第十一章 古井玉璃 玄關勘破

    潼關,雄踞天下,與山海關齊名,在落日餘暉中,踞山傍水的巍巍雉碟在望,南瑞麟與連環鏢局一干人等逕向潼關東門而去。

    南瑞麟本定取道雒南,直赴長安,經不起金刀叟候西情邀,也就無可無不可的應允下來,反正是同去長安。

    途中他與趙鏢師結成莫逆,趙名大成,是名武師之後,久歷江湖,但絲毫不染江湖習性,娓娓善談,兩人彼此極其合得來。

    一進潼關,房舍櫛比鱗次,行人熙來攘往,市廛整齊繁榮。

    忽見五人五騎絕塵馳來,行人慌不迭地閃開一旁,南瑞麟見那五人都是些青巾包額,肩插兵刃的大漢,當頭一人見鏢車經過,回首望了一望,縱聲大笑馳去。

    金刀叟候西直皺眉頭,回面向南瑞麟笑道:

    「目前華山派縱容門下也太不像話了,所以少俠要從雒南去長安,老朽不同意就是此故,陝東均是華山派勢力,少俠孤身上路,難免生事,就看他們潼關人煙稠密之區,尚是這樣猖妄無忌,何言其他。
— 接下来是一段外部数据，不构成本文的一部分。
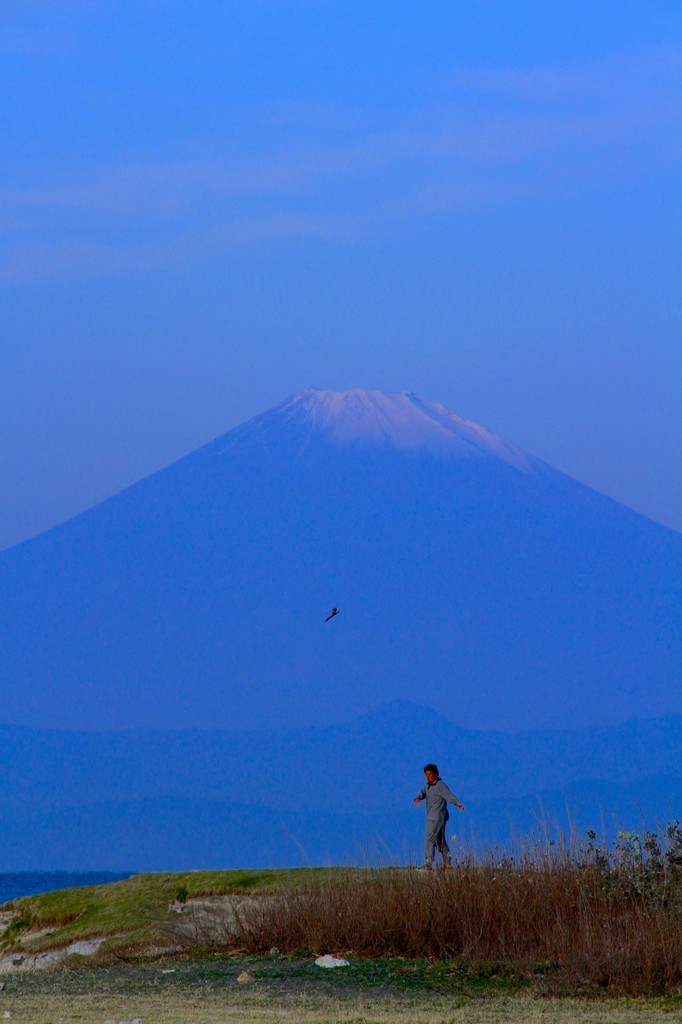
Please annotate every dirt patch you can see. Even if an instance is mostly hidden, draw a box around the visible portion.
[169,894,272,946]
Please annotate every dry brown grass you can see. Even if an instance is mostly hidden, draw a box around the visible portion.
[176,825,682,994]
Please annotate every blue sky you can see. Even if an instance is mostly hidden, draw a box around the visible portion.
[0,0,682,546]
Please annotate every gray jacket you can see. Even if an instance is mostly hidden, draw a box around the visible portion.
[417,778,460,824]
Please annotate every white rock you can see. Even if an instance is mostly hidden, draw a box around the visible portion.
[315,953,350,967]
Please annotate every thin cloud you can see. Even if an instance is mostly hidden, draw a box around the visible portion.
[0,49,682,278]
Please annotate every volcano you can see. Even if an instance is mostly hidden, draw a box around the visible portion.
[0,389,682,731]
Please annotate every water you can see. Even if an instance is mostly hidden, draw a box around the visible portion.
[0,871,131,903]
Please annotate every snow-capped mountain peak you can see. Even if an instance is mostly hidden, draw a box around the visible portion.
[258,388,537,473]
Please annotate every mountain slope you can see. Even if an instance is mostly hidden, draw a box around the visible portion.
[0,391,682,730]
[0,702,682,870]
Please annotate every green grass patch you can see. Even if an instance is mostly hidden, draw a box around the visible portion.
[0,868,346,951]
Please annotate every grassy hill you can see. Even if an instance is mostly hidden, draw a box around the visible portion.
[0,868,337,954]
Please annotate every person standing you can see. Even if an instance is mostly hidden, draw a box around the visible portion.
[415,765,464,869]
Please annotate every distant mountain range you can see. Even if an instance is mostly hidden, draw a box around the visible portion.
[0,390,682,737]
[0,702,682,871]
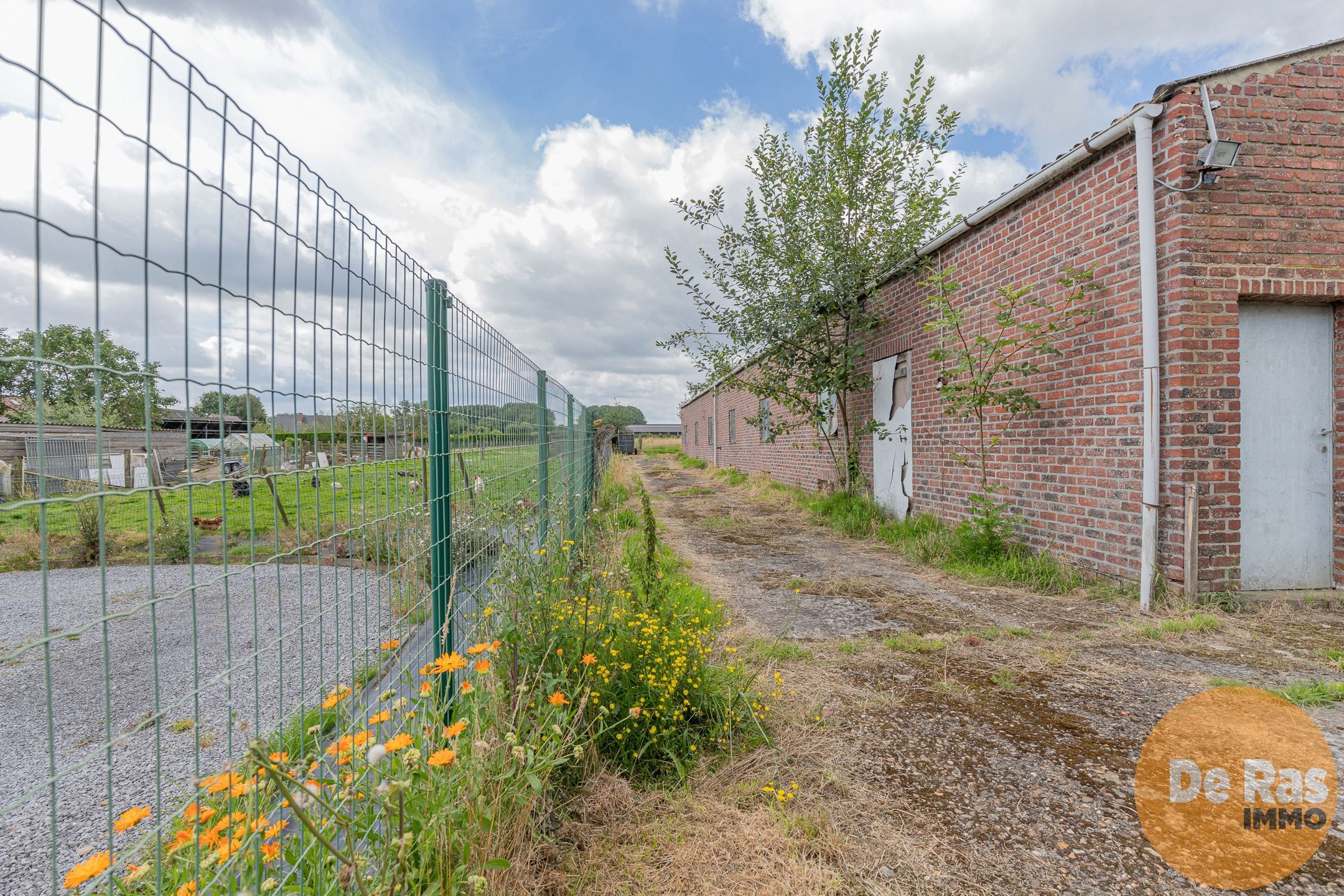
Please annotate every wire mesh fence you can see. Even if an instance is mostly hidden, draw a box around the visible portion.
[0,0,595,894]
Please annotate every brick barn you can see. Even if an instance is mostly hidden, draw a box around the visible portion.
[681,40,1344,599]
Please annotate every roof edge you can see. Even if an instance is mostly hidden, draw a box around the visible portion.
[1152,37,1344,102]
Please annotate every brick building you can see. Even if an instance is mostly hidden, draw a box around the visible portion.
[681,40,1344,595]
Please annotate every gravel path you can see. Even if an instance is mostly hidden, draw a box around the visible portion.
[632,457,1344,896]
[0,564,409,896]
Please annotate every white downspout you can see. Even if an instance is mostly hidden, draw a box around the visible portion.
[709,390,719,466]
[1134,103,1162,612]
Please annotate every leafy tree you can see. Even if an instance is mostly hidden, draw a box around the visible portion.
[0,324,174,426]
[921,268,1099,556]
[191,390,266,424]
[336,402,395,435]
[590,404,648,432]
[8,396,140,426]
[660,28,959,490]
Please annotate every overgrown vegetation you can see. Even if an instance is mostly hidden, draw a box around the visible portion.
[73,459,777,896]
[1139,612,1223,640]
[765,481,1125,598]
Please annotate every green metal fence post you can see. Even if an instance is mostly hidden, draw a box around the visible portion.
[425,279,453,669]
[536,371,551,548]
[583,408,595,523]
[564,395,579,539]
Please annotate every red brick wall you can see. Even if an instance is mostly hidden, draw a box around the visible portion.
[683,57,1344,589]
[1162,52,1344,587]
[681,390,836,489]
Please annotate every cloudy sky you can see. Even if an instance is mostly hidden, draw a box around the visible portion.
[7,0,1344,421]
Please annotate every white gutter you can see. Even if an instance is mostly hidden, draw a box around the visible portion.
[709,388,719,466]
[1133,103,1162,612]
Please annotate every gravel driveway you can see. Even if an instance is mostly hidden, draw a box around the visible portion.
[634,457,1344,896]
[0,564,407,896]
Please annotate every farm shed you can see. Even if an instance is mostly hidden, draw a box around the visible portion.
[681,40,1344,595]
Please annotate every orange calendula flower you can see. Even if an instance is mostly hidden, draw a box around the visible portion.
[383,730,415,752]
[215,837,243,862]
[111,806,149,834]
[429,750,457,766]
[200,771,247,794]
[182,803,215,821]
[62,849,111,889]
[322,686,350,709]
[421,650,467,676]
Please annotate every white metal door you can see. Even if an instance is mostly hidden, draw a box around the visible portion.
[872,352,914,520]
[1239,302,1335,590]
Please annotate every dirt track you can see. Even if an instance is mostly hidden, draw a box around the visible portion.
[636,457,1344,894]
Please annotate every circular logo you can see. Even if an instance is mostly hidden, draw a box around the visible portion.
[1134,688,1338,889]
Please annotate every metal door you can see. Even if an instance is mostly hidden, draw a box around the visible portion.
[872,352,914,520]
[1239,302,1335,590]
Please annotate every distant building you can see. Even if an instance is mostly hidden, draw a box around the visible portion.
[270,413,343,434]
[159,407,247,438]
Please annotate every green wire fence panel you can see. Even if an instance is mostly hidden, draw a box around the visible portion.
[0,0,595,896]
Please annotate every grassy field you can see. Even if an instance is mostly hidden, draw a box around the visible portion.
[0,445,589,571]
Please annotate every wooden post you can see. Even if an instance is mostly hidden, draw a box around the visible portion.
[261,454,289,525]
[1185,482,1199,603]
[457,451,476,504]
[145,450,168,523]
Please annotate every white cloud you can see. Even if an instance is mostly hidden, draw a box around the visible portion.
[743,0,1344,164]
[0,0,763,418]
[450,103,765,419]
[7,0,1344,418]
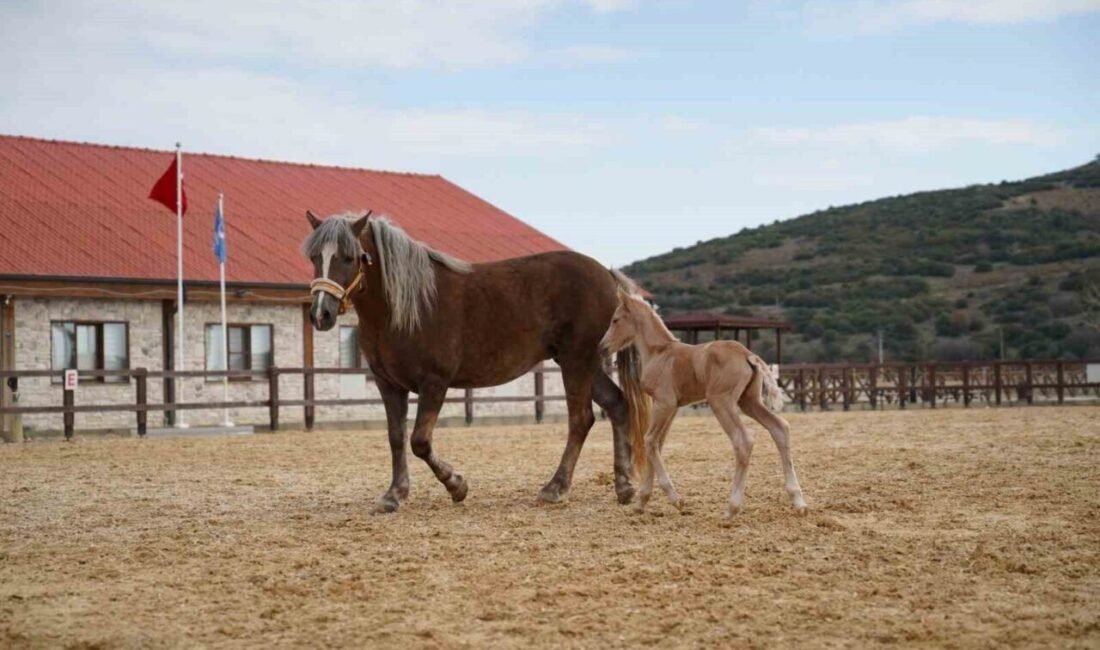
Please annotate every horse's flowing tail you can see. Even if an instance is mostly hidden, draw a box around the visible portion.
[611,268,650,476]
[615,346,649,476]
[749,354,785,414]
」

    南瑞麟一想到霹靂神劍李玉,也是華山門下,不禁恨得牙癢癢地,遂答道:

    「方纔騎上漢子望著鏢車大笑,是有用意嗎?」

    候西道:「說不定,華山弟子總是無事生非的。」

    南瑞麟忖道:「這到好,自己闖蕩江湖,乘此見識各門各派的精奇武學。」

    鏢車停在「長興」客棧門首,店伙見是熟客,慇勤招呼延入內院。

    陝西省飲食,是中原各省最炙人口的,這頓晚膳,足令南瑞麟大快朵頤,店伙送上牛肉燴餅,侯西為盡地主之誼,親手與南瑞麟撕碎燴餅於高湯內,又在盤內挑選肥瘦各半牛肉泡入,並添配香菜、辣椒、蔥花、蒜頭。

    南瑞麟謝了一句、咀嚼之下,只覺鮮美可口,香氣撲鼻不禁踞案大食。

    金刀叟等人佐以大-酒,豪笑盈耳,在酒酣耳熱之際,候西忽對南瑞麟笑道:

    「老朽想在潼關再打住一天,後天起程,因為章洪斷腕,自己所敷傷藥不-,城郊有一祖傳跌打損傷名醫,明日老朽陪他去換藥接治,免致殘廢,不知少俠意下如何?」

    南瑞麟忙道:

    「這是當然要治療的,候大俠何必如此客氣。」

    候西道:「既是少俠俯允,再好不過,明日老朽等陪章武幾人前去,少俠如覺孤寂,潼關之勝,最足一遊,乘此去潼關之上眺覽,藉以開闊心胸。」

    南瑞麟微笑頷首。

    一宿無話,黎明即起,金刀叟候西命店伙煮了一大鍋小米粥,佐以潼關名產醬菜,如連皮筍,八寶小菜,十錦爪,五香貝工,醬苴蓮等,爽脆鮮嫩,別饒風味。

    食後,金刀叟與趙大成章洪自去,南瑞麟亦紡衫飄飄向東大街走去。

    蔚藍色晴空如洗,晨風習習徐來,街上店肆早已開市,人群如蟻,都是採購食物小菜的人來往不絕。

    忽瞥見街側「復太」藥號及「同盛」商號之間,有株四五人可以合抱之半枯死古槐幹上有一五六寸長二三寸寬深槽,不由好奇,細問行人,才知三國時馬超追曹操至此,將長槍誤刺其上,因此曹操得以脫險,

    曹操事後封這棵古槐為樹王。

    南瑞麟向西關走去,潼關西關城垣最是雄偉,高可五層,上有「潼關」二字,筆力萬均。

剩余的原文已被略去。